The UK has very rich waters that comes from biological mechanisms in breeding grounds along the northern French coastline, a shallow, sandy strip that stretches to Denmark.

Britain has an exclusive economic zone (EEZ) that reaches up to 320 kilometers (250 miles) from its shores and has long agreed to share management of this via the European Common Fisheries Policy (CFP), which allocates quotas of different stocks to each nation’s fishing fleet. On top of the CFP, there is limited access for certain EU vessels into Britain’s territorial waters between six and 12 miles from the coast. 

Big fish, small pond 

In 2019, British vessels caught 502,000 tons of fish, worth around £850 million (€950 million, $1 billion), inside UK waters. In the same time, UK vessels caught under 100,000 tons of fish, worth £106 million, from EU waters.

Danish, Dutch and French fishing vessels are particularly dependent on fish caught in UK waters — each of them catch more than 100,000 tons of the UK’s fish every year. 

EU fishermen make an annual total catch of €650 million in British waters, 40% of the value of fish caught in Britain’s EEZ, according to a European Parliament report. 

For the French industry, fish caught in British waters account for 20% of total annual value, while the figure for Belgium is 50%, Ireland 35%, Denmark 30% and the Netherlands 28%. Spain, Germany and Sweden also send ships into British waters.

To confuse things further, quota hoppers — foreign-owned ship owners using British registration to use UK waters — hold 13% of UK quotas. In England, more than half the quota is under foreign ownership, an investigation last year found.

Reaching a deal was seen as crucial for Boulogne-sur-Mer, France’s largest fishing port, where 5,000 jobs depend on an industry that generated revenues of €80 million in 2019. But Mayor Frederic Cuvillier has warned the agreement leaves French fishermen wondering how it will affect them. “Who, for example, will be handling the controls? And over what time?” Cuvillier asked in an interview with Europe 1 radio, reported by Reuters news agency.

Irritation within the UK

An EU official said that fisheries were “one of the areas which we had particularly in mind” when the bloc designed the Brexit Adjustment Reserve of €5 billion for countries and industries affected by Brexit.

Spain’s regional government in Galicia, for example, said the deal will cost its regional fleet €190 million. Others are preparing their negotiating positions.

“One thing we’re going to have to do is negotiate very hard in the new year to make sure that there’s fair burden sharing across Europe, that Irish fishermen aren’t disproportionately affected,” Irish leader Leo Varadkar said. 
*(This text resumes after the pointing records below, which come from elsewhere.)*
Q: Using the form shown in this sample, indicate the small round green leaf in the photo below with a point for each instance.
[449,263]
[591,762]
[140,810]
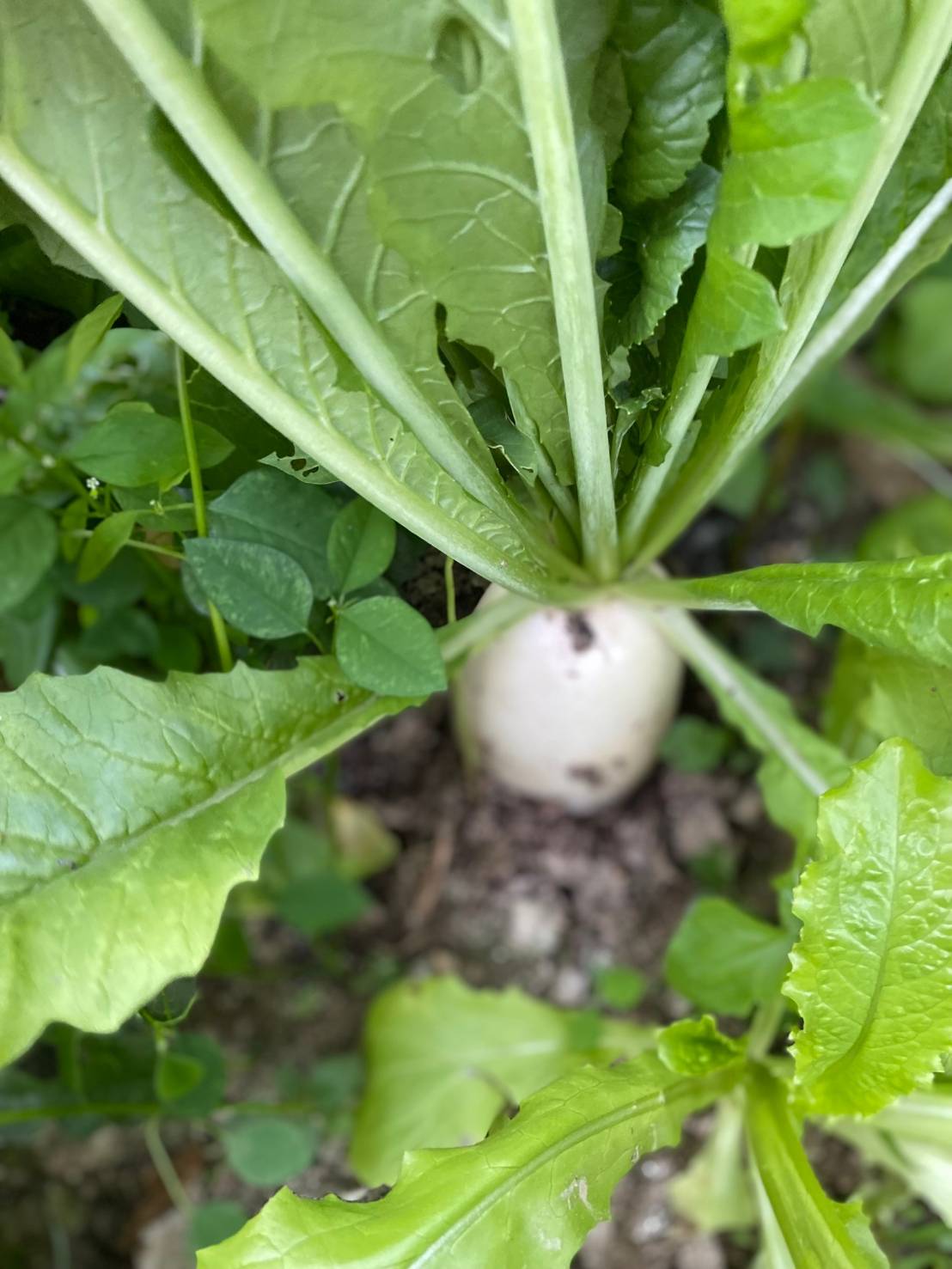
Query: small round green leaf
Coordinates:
[265,505]
[27,548]
[268,1151]
[258,589]
[361,546]
[386,646]
[133,446]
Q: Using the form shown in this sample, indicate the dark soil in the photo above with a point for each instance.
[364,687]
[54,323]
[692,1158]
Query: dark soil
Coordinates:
[491,888]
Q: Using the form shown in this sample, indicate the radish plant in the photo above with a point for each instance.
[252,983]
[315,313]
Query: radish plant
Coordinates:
[531,278]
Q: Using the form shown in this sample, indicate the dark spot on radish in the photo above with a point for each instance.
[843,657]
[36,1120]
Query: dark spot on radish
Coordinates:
[579,632]
[588,776]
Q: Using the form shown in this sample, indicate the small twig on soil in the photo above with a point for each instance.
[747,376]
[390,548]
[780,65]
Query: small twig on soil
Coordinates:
[434,875]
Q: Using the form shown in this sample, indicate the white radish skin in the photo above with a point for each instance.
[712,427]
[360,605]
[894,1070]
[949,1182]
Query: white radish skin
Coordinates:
[569,707]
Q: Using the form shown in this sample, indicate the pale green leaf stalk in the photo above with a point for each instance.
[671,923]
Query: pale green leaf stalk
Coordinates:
[539,60]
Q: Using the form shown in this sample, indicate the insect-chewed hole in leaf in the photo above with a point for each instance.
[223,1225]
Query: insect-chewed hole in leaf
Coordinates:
[457,56]
[189,170]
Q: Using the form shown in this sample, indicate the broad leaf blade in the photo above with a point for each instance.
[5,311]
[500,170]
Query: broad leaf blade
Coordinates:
[527,1194]
[217,295]
[872,971]
[896,604]
[130,810]
[443,1060]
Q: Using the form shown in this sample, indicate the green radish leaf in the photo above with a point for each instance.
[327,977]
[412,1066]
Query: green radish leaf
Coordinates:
[673,53]
[27,548]
[810,1229]
[673,234]
[443,1060]
[361,546]
[532,1189]
[876,943]
[797,155]
[388,646]
[891,604]
[226,302]
[88,334]
[121,801]
[257,589]
[274,510]
[723,958]
[268,1151]
[696,1047]
[132,446]
[108,538]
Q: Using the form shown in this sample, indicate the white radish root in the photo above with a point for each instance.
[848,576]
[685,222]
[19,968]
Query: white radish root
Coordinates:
[569,705]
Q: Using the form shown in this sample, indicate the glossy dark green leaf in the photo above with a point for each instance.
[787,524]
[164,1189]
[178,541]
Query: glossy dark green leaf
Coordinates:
[132,446]
[386,646]
[108,538]
[673,56]
[266,507]
[361,546]
[255,588]
[725,960]
[27,548]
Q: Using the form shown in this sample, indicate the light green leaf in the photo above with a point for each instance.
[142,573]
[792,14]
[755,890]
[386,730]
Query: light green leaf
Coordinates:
[861,42]
[443,1060]
[894,604]
[268,1151]
[361,546]
[218,296]
[673,55]
[725,960]
[529,1192]
[272,509]
[425,143]
[133,446]
[108,538]
[797,156]
[760,26]
[388,646]
[130,811]
[88,334]
[27,548]
[693,1046]
[257,589]
[876,944]
[675,230]
[813,1231]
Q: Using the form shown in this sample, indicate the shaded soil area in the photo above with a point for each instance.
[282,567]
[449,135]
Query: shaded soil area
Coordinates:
[488,886]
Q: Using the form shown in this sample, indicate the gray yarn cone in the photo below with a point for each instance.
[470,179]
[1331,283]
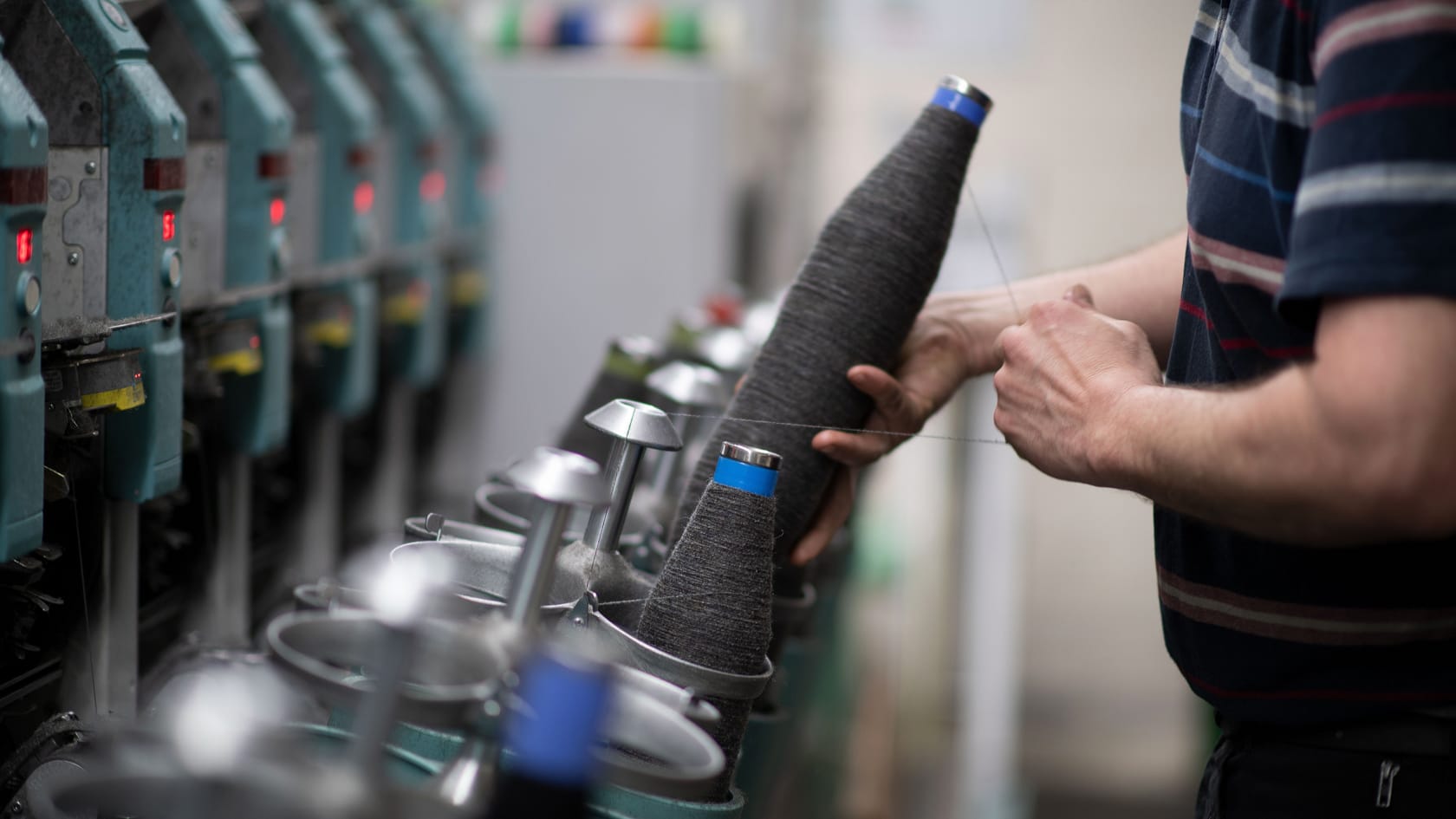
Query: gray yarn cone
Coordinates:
[714,601]
[852,303]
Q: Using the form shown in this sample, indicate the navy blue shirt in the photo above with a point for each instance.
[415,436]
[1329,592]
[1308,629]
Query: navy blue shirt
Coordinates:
[1319,141]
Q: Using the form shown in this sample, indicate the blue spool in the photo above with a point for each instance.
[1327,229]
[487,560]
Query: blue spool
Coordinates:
[757,480]
[969,108]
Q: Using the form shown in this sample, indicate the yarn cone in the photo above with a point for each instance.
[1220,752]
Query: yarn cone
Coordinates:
[854,302]
[714,602]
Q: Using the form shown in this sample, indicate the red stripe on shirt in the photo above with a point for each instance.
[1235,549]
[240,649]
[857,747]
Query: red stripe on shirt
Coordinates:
[1302,15]
[1323,694]
[1271,352]
[1196,312]
[1407,100]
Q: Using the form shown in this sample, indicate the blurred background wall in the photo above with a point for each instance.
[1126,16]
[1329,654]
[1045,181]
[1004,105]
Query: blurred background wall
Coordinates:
[1006,626]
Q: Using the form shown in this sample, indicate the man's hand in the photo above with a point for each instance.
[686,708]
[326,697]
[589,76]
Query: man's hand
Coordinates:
[1064,372]
[942,350]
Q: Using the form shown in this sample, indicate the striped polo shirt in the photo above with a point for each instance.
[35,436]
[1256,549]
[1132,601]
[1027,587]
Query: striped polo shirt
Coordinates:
[1319,141]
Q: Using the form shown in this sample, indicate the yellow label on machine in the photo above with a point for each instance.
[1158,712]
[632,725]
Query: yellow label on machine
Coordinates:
[331,333]
[405,308]
[239,361]
[120,400]
[468,289]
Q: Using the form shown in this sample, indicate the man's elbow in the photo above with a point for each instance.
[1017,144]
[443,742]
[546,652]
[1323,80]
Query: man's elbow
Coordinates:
[1413,496]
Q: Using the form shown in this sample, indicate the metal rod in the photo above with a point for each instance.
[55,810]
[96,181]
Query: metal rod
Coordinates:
[222,614]
[605,525]
[536,567]
[376,714]
[393,474]
[101,666]
[319,536]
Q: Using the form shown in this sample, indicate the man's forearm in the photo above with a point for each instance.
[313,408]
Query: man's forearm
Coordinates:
[1270,461]
[1141,288]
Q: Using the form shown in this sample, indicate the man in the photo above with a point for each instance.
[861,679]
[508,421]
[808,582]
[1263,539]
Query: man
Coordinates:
[1287,401]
Scotland’s first minister, Nicola Sturgeon, has complained that promises made to the Scottish fishing sector had been broken, saying it was “yet another example of Tory governments forcing Scotland in the wrong direction.” Fishing communities in Scotland voted strongly in favor of leaving the EU, despite 62% of the overall population of Scotland backing the remain campaign.

Elspeth Macdonald, chief executive of the Scottish Fishermen’s Federation, said the deal did not appear to deliver on the industry’s aspirations. “After all the promises given to the industry, that is hugely disappointing,” she told reporters. 

Small fry in the overall economy

Fishing is only a tiny part of the total economy both in the UK and in the EU. The UK’s fishing and fish processing industries employ 24,000 people and contribute £1.4 billion to the economy, according to a House of Commons research library briefing. That is a tiny portion of its total economy worth around £2.2trillion. It also only involves around 0.1% of the UK’s workforce. 

At the same time, the financial services industry was worth £126 billion and the automotive industry £49 billion, according to the Office for National Statistics. 

“Although fishing makes up 0.08% of GDP that has to be seen as the result of 47 years of lack of investment and involvement with the EU Common Fisheries Policy. It was hoped with the return of UK waters and a renaissance in UK fishing industry fortunes would increase,” Hookem said.